Var-Matin (Brignoles / Le Luc / Saint-Maximin)
Stéphane Audran, son paradis en Méditerranée
Corse par sa mère, la comédienne fétiche de Chabrol n’en gardait pas moins une affection sans pareille pour la presqu’île tropézienne où elle résida ponctuellement tout au long de sa vie
Une beauté que les critiques ont dépeinte comme froide et énigmatique, une tension intérieure qui s’est illustrée dans une centaine de films dont plusieurs chefs-d’oeuvre, tournés avec les plus grands, Jacques Becker, Éric Rohmer, Claude Sautet, Bertrand Tavernier, Samuel Fuller, Orson Welles… Et bien sûr les accents bouleversants de Violette Nozière qui lui valut un César, sous la direction de son second mari, Claude Chabrol, dont elle fut l’égérie attitrée même après leur séparation en 1980. Stéphane Audran, c’était un accent pincé et un style bourgeois qui ont couvert six décennies du Septième art. Sa disparition, hier chez elle à Paris à 85 ans, annoncée par son fils Thomas Chabrol « des suites d’une maladie » résonnait tout particulièrement dans nos contrées où elle s’est illustrée jusqu’à son dernier long-métrage en Principauté. Et plus anecdotiquement à ses débuts dans Saint-Tropez Blues…

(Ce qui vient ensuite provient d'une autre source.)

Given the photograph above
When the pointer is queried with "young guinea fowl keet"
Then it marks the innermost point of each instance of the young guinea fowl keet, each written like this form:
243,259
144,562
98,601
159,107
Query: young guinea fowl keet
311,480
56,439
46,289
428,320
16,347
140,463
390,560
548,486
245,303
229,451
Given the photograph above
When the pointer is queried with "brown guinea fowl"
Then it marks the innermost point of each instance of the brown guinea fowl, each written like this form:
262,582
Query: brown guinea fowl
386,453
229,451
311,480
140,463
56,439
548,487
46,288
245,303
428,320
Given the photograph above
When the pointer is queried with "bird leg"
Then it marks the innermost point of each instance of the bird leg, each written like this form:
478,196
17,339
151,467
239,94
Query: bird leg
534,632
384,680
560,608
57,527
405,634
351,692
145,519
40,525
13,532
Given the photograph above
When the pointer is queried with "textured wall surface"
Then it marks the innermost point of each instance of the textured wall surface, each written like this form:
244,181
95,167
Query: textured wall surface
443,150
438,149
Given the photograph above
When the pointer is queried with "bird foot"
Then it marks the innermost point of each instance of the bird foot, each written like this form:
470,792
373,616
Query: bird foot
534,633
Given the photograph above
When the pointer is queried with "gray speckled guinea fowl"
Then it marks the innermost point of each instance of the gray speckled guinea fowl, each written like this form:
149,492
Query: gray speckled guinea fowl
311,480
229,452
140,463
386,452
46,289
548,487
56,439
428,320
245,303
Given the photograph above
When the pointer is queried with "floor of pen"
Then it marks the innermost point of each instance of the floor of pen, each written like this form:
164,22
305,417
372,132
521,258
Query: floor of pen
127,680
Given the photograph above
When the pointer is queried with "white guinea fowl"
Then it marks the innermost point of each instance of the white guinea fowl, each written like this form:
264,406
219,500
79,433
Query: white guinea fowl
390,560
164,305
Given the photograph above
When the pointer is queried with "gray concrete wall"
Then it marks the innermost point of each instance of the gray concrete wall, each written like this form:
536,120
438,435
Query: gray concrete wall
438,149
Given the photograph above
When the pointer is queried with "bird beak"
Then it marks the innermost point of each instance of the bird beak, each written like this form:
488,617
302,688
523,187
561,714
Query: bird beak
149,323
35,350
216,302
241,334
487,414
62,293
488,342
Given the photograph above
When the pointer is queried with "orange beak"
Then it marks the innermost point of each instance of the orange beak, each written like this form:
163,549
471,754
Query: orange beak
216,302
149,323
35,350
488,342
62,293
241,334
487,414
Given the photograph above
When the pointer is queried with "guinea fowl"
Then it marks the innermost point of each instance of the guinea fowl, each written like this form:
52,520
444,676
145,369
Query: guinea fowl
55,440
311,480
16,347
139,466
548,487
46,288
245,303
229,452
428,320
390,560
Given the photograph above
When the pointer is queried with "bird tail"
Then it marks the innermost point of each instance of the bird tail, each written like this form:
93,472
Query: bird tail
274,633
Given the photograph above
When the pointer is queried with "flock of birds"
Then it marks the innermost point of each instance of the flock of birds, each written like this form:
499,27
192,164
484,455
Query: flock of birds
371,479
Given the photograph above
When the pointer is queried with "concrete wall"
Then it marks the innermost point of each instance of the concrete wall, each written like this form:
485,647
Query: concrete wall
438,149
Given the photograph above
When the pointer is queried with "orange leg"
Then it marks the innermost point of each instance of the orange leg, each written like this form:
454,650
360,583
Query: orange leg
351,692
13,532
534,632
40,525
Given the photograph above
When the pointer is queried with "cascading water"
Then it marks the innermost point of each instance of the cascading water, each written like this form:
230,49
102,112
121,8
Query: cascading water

À Saint-Tropez avec Chabrol
« Qu’est-ce que j’étais nulle là-dedans! Mais l’ambiance de tournage avec Marie Laforêt et Jacques Higelin efface tout. On s’amusait ! Et puis je venais de rencontrer Chabrol pour qui j’ai tourné à la même époque Les Godelureaux à Pampelonne et plus tard Les Biches à Saint-Tropez», racontait-elle à l’occasion d’une rencontre tropézienne où elle officiait voici quelques années comme présidente du jury du Festival du cinéma des Antipodes. Une proximité qui se prolongea dans sa vie personnelle, Stéphane Audran ayant toujours gardé un pied-à-terre dans la presqu’île. « À l’origine, nous avions une maison à SaintTropez avec Claude. Lorsque nous l’avons vendue, je suis restée un moment sans rien, avant de fréquenter de nouveau, loin des mondanités et hors saison, Ramatuelle au milieu des années 80 grâce à Florence Malet, la mère des comédiens Pierre et Laurent Malet », poursuivait-elle. « Elles étaient très proches, comme des soeurs ! se souvient Laurent qui apprenait catastrophé hier après-midi à son domicile ramatuellois la nouvelle de sa disparition. Je me souviens d’elle qui arrivait à la maison avec son petit sac à dos pour venir chercher ma mère et parcourir ensemble le sentier du littoral. Elle adorait la nature. C’était une marcheuse », se souvient le comédien qui loue aussi son humour et sa facette rebelle. Côté cinéma, il définit celle qui incarna sa mère dans Les Liens du sang comme « la femme française des années 70 par excellence. Elle avait ce côté grande bourgeoise classe et décalée, très bien cerné par Chabrol qui en fit son égérie », conclut Laurent Malet qui regrette son absence des écrans ces dernières années. Une remarque à laquelle Stéphane Audran répliquait en riant : « Si vous lisiez les scénarios que l’on me propose vous comprendriez pourquoi je ne tourne plus ! ».
Terminus cinéma à Monaco
Clin d’oeil, elle termina sa carrière dans la région puisque son dernier long-métrage n’est autre que La Fille de Monaco en 2008. «J’aimais le personnage imaginé pour moi par Anne Fontaine, mais l’ambiance était stressante. Heureusement que Luchini, fidèle à lui-même, était là pour alléger cette atmosphère pesante », déclarait a posteriori la comédienne qui renâclait à parler de sa carrière préférant aborder médecine chinoise et cultures traditionnelles. Une passion et son « élixir de vie » jusqu’à la fin qui lui inspira le livre Une autre façon de vivre en 2009. « Plus on s’éloigne de la nature, plus on s’éloigne de notre propre nature. Le bonheur matériel est un leurre et l’histoire démontre que seules les sociétés traditionnelles sont durables ». Ainsi concluait jadis son entretien Stéphane Audran, disparue hier à 85 ans.